Dataset metadata, including links to external resources, can be added or updated using the blobtools add
command. Given the focus on updating metadata, all examples use blobtools replace
which is equivalent to blobtools add --replace
.
Updating assembly/taxon information
Any values in the BlobDir dataset metadata can be updated by specifying --key path=value
. In this context, path
is a .
-separated hierarchy of keys, e.g. assembly.accession
.
~/blobtoolkit/blobtools2/blobtools replace \ --key assembly.reference=doi:10.1038/ng.3495 \ --key taxon.common_name=threadworm \ ~/BTK_TUTORIAL/DATASETS/ASSEMBLY_NAME
Updating default plot axes
The default plot axes when a dataset is opened in the BlobToolKit Viewer, are defined in the plot
section of the metadata. This will usually be:
- x – GC proportion
- y – First coverage field added (see Adding coverage)
- z – Length
- cat (categories) – Taxonomy from the first taxrule added at the phylum level (see Adding hits)
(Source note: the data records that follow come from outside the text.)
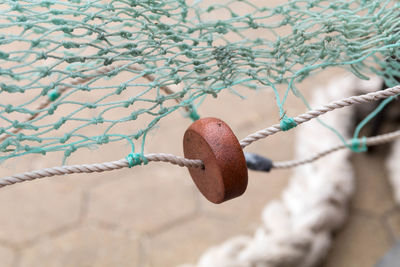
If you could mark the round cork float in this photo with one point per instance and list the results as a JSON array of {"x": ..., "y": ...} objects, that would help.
[{"x": 224, "y": 175}]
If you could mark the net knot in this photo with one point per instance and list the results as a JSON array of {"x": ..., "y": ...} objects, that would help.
[
  {"x": 287, "y": 123},
  {"x": 135, "y": 159},
  {"x": 53, "y": 95},
  {"x": 359, "y": 145}
]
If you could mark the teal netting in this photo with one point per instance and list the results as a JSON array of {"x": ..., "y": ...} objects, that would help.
[{"x": 118, "y": 67}]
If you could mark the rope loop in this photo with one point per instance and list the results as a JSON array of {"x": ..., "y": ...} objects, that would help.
[
  {"x": 359, "y": 145},
  {"x": 287, "y": 123},
  {"x": 135, "y": 159}
]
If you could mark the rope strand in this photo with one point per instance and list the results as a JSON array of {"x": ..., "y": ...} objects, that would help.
[{"x": 193, "y": 163}]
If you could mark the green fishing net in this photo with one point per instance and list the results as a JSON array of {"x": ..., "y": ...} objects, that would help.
[{"x": 115, "y": 68}]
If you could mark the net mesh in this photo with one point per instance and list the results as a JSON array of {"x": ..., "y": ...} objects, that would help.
[{"x": 69, "y": 69}]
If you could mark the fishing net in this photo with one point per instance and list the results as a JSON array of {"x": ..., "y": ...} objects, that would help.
[{"x": 69, "y": 69}]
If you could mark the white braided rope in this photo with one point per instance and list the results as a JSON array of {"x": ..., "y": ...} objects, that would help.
[
  {"x": 97, "y": 167},
  {"x": 190, "y": 163},
  {"x": 296, "y": 229},
  {"x": 370, "y": 141}
]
To update this, use the --key
option as above:
~/blobtoolkit/blobtools2/blobtools replace \ --key plot.x=length \ --key plot.y=DRR008460_cov \ --key plot.cat=bestsumorder_family \ ~/BTK_TUTORIAL/DATASETS/ASSEMBLY_NAME
Adding links to external resources
Datasets can contain links to external resources, these are shown in the detail and table views of the BlobToolKit Viewer. Links are defined using URL templates that allow dataset specific terms to be included in the URL. The option to add new links (--link path=URL_template
) uses path
in the same way as for --key
above for values in the metadata (e.g. assembly.accession
), with additional values to allow links from individual contains or BLAST hits. A set of default links is available when starting the Viewer. When specified using JSON (in a file named default.json
in the same directory as the datasets) these links can have custom titles. When added to the dataset, however, the link title is set using the last key in the path
:
--link 'taxon.taxid=https://www.ebi.ac.uk/ena/browser/view/Taxon:{taxid}' --link 'taxon.species=https://wikipedia.org/{species}' --link 'assembly.bioproject=https://www.ebi.ac.uk/ena/browser/view/{bioproject}'
For comparison, more complex linking relationships can be specified in default.json
or by directly editing the dataset meta.json
file.
{ ... "links": { "taxon": { "taxid" : { "ENA": "https://www.ebi.ac.uk/ena/browser/view/Taxon:{taxid}" }, "species" : { "Wikipedia": "https://wikipedia.org/{species}" } }, "blobtoolkit": { "commit" : { "Github": "{pipeline}/tree/{commit}" } }, "assembly": { "biosample": { "ENA": "https://www.ebi.ac.uk/ena/browser/view/{biosample}" }, "bioproject": { "ENA": "https://www.ebi.ac.uk/ena/browser/view/{bioproject}" } }, "position": [ { "patterns": [ { "title": "NCBI RefSeq", "template": "https://www.ncbi.nlm.nih.gov/nuccore/{subject}", "regex": "^[NXW][A-Z]_.+" }, { "title": "ENA", "template": "https://www.ebi.ac.uk/ena/browser/view/{subject}", "regex": "^.+$" } ] }, { "UniProt": "https://www.uniprot.org/uniprot/{subject}" } ] } ... }
For links based on information in the metadata, the link will only be added if the link URL can be resolved. Adding the --skip-link-test
flag will allow links to be added even if the URL cannot be resolved.